しかし、波山はお金持ちではない。陶芸家を目指した若い頃は、米の飯にも困る極貧。暮らしがやっと安定したのは、還暦近くだったと言われます。お金で役に立てない波山は、別の方法を考えました。ふるさと下館の80歳以上のすべての老人に鳩杖を贈ったり、戦没者の遺族に、観音像を贈ったり、文化財保護のために働いたり、もっぱら自分の技と知恵で、役に立とうしたのでしょう。
その波山が、最晩年に考えたのは、貧しくて、進学が難しいふるさとの若者に奨学金を提供する財団をつくることでした。

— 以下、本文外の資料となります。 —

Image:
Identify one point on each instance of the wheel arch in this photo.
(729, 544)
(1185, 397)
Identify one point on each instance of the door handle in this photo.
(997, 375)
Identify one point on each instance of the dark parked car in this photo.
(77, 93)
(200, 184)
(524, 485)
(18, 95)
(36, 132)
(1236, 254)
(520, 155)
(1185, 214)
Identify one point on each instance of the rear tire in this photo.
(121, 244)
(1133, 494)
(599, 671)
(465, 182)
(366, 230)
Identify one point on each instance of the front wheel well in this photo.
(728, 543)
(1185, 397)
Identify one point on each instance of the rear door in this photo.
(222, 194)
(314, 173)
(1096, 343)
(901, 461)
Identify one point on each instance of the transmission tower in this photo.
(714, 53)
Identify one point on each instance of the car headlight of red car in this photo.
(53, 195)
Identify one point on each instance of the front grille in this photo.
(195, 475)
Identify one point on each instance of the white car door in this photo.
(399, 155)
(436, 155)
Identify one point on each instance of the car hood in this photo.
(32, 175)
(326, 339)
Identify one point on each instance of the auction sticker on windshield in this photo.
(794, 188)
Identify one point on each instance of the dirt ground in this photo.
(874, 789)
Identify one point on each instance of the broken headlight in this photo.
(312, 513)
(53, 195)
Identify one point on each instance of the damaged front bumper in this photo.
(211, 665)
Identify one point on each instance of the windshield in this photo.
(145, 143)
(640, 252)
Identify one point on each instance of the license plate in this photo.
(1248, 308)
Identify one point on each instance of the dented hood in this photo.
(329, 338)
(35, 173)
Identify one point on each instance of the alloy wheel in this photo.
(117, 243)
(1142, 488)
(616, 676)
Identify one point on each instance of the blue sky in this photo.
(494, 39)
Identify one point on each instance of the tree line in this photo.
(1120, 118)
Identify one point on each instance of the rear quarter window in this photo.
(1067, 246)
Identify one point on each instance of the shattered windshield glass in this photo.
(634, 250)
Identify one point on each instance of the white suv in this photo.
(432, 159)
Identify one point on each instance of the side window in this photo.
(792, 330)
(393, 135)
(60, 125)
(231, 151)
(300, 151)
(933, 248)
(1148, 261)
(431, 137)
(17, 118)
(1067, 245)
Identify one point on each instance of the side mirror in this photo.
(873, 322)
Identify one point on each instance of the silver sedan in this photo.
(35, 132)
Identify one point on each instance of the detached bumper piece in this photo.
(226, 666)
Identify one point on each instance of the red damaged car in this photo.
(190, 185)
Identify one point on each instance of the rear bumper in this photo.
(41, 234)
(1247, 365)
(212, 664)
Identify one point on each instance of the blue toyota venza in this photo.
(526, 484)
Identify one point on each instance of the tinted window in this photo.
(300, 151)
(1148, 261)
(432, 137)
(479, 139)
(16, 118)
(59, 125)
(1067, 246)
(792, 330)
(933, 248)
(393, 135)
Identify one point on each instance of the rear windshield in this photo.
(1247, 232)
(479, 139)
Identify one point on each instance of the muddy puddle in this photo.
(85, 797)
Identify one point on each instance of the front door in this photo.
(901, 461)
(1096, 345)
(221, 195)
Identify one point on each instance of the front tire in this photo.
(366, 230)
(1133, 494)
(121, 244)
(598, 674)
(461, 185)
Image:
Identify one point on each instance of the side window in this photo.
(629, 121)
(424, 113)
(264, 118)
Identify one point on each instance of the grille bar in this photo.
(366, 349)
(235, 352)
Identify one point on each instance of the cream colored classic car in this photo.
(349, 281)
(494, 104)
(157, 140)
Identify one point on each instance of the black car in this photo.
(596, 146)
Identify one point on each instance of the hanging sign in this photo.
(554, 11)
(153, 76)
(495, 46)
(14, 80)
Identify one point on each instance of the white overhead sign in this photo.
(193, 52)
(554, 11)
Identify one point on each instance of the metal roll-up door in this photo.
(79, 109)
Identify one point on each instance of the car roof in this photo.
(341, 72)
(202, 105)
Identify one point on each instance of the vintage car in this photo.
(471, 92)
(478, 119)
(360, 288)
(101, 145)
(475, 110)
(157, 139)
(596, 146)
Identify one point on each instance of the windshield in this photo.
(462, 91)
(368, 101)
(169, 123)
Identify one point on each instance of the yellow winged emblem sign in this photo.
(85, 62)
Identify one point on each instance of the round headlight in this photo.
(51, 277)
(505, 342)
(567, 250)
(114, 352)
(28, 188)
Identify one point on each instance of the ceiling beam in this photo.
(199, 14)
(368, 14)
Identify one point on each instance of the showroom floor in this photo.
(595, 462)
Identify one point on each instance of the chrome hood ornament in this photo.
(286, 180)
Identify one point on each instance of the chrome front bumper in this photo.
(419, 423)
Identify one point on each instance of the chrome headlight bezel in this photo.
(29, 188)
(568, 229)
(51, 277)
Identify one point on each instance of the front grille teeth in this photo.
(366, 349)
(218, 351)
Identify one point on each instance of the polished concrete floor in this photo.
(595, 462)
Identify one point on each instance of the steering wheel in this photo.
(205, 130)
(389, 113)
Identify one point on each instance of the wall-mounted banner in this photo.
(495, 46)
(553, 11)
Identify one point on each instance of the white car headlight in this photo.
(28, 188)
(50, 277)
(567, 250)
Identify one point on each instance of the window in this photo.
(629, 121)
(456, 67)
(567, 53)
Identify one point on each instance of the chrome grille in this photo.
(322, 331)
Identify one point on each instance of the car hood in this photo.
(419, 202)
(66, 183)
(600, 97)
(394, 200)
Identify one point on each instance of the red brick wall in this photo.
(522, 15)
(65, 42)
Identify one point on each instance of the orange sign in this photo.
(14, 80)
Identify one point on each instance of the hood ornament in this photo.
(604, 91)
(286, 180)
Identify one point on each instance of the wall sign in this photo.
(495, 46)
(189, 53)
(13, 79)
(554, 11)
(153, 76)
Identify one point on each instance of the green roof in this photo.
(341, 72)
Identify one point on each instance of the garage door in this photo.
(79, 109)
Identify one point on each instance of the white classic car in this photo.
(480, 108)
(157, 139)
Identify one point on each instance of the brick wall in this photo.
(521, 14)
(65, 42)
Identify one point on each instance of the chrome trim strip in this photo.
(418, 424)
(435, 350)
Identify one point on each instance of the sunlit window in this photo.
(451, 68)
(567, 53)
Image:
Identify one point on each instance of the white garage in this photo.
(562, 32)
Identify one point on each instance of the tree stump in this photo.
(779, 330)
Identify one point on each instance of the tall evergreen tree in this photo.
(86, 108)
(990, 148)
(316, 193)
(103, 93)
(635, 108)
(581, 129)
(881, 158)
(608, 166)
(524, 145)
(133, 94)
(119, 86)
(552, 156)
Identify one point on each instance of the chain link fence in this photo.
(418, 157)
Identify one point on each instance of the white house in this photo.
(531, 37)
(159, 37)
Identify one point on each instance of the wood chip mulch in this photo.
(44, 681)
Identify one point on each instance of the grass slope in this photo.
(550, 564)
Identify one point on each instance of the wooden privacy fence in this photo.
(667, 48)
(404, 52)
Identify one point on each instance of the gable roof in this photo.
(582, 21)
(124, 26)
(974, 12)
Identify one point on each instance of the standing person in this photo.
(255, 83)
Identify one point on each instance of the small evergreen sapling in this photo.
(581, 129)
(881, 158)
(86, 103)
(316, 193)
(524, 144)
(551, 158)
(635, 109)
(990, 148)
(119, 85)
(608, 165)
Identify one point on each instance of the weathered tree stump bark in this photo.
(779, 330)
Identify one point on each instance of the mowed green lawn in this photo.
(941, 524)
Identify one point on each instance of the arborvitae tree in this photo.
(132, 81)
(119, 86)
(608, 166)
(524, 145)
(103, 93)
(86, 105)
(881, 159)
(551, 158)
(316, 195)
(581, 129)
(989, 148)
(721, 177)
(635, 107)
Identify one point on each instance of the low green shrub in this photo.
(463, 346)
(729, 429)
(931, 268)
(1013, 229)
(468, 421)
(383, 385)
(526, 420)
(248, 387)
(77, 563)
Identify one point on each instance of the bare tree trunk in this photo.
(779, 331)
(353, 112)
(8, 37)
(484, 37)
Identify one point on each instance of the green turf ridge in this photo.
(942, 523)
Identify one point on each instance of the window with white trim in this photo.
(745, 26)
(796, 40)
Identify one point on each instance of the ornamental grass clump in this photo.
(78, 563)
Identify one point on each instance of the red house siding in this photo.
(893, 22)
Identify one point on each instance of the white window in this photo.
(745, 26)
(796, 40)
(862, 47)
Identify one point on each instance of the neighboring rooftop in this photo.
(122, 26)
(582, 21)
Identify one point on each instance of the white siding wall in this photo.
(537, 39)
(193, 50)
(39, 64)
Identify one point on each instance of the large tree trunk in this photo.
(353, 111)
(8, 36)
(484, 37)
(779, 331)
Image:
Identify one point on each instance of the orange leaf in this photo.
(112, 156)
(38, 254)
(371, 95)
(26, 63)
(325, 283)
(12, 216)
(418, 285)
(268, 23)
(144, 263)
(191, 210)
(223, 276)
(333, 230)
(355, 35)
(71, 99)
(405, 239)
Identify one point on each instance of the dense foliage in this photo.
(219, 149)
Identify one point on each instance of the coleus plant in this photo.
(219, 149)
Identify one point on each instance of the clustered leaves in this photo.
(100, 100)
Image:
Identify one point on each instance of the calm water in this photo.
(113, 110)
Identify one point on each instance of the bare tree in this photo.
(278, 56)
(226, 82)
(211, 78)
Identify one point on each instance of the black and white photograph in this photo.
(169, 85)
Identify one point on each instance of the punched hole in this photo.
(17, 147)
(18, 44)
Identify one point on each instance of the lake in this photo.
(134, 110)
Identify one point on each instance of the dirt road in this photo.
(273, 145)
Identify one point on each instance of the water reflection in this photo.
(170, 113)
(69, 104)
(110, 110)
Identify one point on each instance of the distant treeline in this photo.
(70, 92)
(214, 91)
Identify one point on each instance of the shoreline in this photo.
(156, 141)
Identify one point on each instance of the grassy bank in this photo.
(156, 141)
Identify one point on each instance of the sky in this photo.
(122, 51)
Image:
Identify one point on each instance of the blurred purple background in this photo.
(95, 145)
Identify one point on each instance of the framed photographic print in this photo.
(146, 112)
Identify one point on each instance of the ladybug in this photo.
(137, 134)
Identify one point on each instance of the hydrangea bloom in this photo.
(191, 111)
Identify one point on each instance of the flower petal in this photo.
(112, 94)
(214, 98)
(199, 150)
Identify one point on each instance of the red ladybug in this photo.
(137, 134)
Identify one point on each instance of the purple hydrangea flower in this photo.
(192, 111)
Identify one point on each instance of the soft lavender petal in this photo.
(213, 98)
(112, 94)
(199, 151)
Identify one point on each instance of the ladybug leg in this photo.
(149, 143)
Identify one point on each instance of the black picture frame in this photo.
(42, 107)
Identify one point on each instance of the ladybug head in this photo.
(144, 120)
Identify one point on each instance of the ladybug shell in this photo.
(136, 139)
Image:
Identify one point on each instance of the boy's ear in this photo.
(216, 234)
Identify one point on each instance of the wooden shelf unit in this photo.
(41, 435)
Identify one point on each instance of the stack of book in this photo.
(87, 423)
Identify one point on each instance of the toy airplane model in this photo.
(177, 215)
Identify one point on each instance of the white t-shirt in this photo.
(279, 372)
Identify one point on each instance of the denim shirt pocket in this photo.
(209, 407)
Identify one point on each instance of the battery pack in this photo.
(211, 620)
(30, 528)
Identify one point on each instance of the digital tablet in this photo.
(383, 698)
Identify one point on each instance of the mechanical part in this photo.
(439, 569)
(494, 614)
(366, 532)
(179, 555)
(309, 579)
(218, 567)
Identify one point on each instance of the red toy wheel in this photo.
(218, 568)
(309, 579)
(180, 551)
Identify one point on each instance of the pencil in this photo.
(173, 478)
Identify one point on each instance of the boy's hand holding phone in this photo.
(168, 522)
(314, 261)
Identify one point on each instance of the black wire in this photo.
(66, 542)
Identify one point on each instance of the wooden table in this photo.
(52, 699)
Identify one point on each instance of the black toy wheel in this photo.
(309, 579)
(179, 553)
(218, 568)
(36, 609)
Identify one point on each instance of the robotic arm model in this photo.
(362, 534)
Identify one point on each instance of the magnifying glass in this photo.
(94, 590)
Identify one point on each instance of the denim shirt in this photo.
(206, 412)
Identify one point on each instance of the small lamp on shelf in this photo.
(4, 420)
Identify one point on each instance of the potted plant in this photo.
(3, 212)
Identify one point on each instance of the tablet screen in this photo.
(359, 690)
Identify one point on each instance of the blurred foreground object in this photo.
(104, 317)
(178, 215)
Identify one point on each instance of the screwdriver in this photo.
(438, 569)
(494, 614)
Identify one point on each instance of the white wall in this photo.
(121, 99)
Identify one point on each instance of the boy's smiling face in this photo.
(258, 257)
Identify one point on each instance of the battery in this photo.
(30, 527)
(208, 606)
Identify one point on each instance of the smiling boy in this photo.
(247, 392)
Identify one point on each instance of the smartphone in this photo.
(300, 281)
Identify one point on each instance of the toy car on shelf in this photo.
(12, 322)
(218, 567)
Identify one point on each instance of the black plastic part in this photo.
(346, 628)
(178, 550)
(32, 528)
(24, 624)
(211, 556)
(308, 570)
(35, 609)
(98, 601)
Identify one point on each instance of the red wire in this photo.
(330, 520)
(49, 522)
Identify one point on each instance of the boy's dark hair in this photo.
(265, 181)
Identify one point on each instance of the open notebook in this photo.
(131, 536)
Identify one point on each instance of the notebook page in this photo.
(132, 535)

その基金として500万円、そして、生家と庭を寄付しました。
この500万円の基金は、決して十分ではない。むしろ貧弱と言えるでしょう。
波山は、元来、金銭には淡白で殆ど関心を持たない人でした。お金を貯えるのは、波山の不得意分野だったといって良いかもしれません。500万円は、質素な暮らしの中からひねり出した波山としては、精一杯のお金だったに違いありません。
茨城県から、財団認可の報が届いた時、91歳で病床にあった波山は、軽く頷いて、安心したのか、その1時間後に、息を引きとったと言われます。
こうして1963年(昭和38年)に発足した財団は、2023年(令和5年)には60周年を迎えます。この間1979年(昭和54年)には、波山の工房や窯が東京田端から移築されました。1995年(平成7年)には下館市(現・筑西市)が、波山記念公園・板谷波山記念館を、市の施設として再整備。施設の管理運営は財団に委託されることになりました。
その後も、波山先生記念会は、筑西市の指定管理者として、板谷波山記念館の運営管理にあたっております。長い間、筑西市と市民を始め、多くの波山フアンのご支援のお蔭で、財団は続いてまいりました。ありがとうございます。どうぞ、今後ともよろしくお願い致します。